I am trying to get nearest matching string along with the score by using "stringdist"
package with method = jw.(Jaro-winkler)
First data frame (df_1
) consists of 2 columns and I want to get the nearest string from str_2
from df_2
and score for that match.
I have gone through the package and found some solution which I will show below:
year = c(2001,2001,2002,2003,2005,2006)
str_1 =c("The best ever Puma wishlist","I finalised on buy a top from Myntra","Its perfect for a day at gym",
"Check out PUMA Unisex Black Running","i have been mailing my issue daily","xyz")

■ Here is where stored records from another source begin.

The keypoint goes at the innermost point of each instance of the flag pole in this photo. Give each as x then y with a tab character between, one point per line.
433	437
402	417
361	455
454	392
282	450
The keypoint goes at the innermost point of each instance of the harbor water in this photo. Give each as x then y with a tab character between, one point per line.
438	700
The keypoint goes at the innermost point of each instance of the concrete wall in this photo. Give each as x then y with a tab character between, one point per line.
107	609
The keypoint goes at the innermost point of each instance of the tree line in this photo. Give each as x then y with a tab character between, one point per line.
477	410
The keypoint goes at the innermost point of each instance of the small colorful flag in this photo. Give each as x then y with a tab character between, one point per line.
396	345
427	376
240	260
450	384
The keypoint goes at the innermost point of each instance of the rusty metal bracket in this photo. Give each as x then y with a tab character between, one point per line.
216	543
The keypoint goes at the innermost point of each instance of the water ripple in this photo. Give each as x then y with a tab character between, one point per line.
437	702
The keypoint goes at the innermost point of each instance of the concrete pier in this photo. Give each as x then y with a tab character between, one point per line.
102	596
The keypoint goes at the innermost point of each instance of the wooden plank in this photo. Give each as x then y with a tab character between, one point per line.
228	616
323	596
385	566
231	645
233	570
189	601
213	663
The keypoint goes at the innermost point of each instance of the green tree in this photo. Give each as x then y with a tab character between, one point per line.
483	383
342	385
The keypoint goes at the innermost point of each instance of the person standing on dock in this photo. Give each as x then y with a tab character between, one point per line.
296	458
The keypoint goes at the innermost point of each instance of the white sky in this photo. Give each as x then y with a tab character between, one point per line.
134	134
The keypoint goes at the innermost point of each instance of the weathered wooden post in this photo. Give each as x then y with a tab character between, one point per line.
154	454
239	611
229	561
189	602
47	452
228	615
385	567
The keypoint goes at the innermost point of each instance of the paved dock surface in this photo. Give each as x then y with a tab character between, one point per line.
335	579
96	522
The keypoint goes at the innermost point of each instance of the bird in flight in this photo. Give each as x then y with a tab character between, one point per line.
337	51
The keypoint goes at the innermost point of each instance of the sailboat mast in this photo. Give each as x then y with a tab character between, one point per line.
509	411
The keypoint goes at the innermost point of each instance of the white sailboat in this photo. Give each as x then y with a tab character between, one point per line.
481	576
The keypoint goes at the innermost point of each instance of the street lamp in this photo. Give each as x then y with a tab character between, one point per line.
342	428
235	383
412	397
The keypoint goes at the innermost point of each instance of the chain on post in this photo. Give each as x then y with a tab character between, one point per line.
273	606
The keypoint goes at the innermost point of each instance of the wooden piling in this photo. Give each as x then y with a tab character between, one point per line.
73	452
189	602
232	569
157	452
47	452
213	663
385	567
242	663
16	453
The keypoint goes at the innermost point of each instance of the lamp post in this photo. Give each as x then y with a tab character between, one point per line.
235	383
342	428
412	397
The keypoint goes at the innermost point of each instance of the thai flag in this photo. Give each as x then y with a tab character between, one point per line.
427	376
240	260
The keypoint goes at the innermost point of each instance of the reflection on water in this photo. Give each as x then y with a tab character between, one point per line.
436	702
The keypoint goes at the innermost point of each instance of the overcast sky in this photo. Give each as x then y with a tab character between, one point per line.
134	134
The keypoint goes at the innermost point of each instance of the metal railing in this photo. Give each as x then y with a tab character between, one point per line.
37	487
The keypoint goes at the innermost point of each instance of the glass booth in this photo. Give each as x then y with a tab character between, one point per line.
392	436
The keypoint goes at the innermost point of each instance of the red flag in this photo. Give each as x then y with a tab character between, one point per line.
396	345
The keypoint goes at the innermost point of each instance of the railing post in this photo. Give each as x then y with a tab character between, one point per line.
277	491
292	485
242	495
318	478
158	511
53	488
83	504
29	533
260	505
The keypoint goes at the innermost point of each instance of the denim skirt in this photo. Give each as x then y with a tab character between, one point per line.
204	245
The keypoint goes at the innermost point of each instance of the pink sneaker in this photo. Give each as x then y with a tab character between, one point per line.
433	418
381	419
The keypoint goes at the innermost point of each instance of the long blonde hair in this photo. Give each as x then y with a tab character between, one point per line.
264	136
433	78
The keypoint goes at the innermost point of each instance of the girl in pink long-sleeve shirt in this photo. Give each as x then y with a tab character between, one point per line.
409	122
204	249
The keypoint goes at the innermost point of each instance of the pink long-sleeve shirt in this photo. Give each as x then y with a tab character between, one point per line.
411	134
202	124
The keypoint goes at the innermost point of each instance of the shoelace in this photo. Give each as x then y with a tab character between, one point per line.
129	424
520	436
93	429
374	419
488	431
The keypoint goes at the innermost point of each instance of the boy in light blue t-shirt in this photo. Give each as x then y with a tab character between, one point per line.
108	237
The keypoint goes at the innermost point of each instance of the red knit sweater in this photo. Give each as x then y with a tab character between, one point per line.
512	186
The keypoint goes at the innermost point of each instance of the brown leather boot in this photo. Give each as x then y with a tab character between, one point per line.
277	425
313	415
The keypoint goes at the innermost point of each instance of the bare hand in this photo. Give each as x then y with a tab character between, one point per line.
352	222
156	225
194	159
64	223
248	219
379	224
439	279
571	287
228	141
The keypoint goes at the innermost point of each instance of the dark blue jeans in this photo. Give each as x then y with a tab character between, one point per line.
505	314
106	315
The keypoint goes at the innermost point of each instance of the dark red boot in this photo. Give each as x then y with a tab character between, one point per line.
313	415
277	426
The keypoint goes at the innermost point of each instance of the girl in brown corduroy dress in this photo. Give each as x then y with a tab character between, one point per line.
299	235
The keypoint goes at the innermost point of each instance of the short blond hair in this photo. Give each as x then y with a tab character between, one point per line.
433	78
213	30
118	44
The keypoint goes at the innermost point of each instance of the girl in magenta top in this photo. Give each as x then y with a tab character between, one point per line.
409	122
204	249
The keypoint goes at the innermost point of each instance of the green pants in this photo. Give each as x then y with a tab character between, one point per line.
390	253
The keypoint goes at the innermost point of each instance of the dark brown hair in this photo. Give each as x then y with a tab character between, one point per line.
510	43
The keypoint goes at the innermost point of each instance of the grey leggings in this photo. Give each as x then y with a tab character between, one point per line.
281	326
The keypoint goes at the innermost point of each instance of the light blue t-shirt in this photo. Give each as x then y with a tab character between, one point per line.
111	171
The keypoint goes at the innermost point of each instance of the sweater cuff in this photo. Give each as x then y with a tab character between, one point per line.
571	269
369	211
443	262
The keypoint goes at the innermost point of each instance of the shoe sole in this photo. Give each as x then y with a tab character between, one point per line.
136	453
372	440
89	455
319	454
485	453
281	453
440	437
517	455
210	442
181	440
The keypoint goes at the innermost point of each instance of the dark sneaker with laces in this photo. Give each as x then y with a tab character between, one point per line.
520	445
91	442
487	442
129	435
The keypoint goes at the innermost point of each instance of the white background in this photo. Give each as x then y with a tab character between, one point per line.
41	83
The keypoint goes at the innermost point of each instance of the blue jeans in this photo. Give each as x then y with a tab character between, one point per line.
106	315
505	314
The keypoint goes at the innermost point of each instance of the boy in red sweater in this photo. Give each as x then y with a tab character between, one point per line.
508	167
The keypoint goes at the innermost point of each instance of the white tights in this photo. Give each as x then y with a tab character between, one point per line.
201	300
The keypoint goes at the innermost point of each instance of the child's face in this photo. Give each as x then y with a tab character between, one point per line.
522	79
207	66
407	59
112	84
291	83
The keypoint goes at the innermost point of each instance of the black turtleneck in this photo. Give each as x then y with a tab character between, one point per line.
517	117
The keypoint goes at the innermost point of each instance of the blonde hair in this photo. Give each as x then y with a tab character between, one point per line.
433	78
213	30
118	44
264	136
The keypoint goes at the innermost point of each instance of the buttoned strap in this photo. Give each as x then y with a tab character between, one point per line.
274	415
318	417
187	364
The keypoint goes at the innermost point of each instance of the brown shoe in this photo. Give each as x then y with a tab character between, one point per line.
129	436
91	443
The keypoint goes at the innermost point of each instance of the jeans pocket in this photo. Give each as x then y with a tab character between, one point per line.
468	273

df_1 = data.frame(year,str_1)
ID = c(100,211,155,367,678,2356,927,829,397)
str_2 = c("VeRy4G3c7X","i have been mailing my issue twice","I finalised on buy a top from jobong",
"Qm9dZzJdms","Check out PUMA Unisex Black Running","The best Puma wishlist","Its a day at gym",
"fOpBRWCdSh","")
df_2 = data.frame(ID,str_2)
I need to get the nearest match from str_2
column from df_2
, and the final table would look like below with:
stringdist( a, b, method = c( "jw")
df_1$Nearest_matching = c("The best Puma wishlist","I finalised on buy a top from jobong","Its a day at gym","Check out PUMA Unisex Black Running","i have been mailing my issue twice",NA)
df_1$Nearest_matching_score =c(0.099,0.092,0.205,0,0.078,NA).
Here is what I came to based on the documentation of the stringdist
package:
First I created a distance matrix between str_1 and str_2, then I assigned column names to it like this:
nearest_matching <- stringdistmatrix(df_1$str_1,df_2$str_2, method = "jw")
colnames(nearest_matching) <- str_2
Then I selected the smallest value (distance) from each row.
apply(nearest_matching, 1, FUN = min)
output:
> apply(nearest_matching, 1, FUN = min)
[1] 0.09960718 0.09259259 0.20535714 0.00000000 0.07843137 0.52222222
Finally, I wrote out the column names corresponding to these values:
colnames(nearest_matching)[apply(nearest_matching, 1, FUN = which.min)]
output:
> colnames(nearest_matching)[apply(nearest_matching, 1, FUN = which.min)]
[1] "The best Puma wishlist" "I finalised on buy a top from jobong" "Its a day at gym"
[4] "Check out PUMA Unisex Black Running" "i have been mailing my issue twice" "VeRy4G3c7X"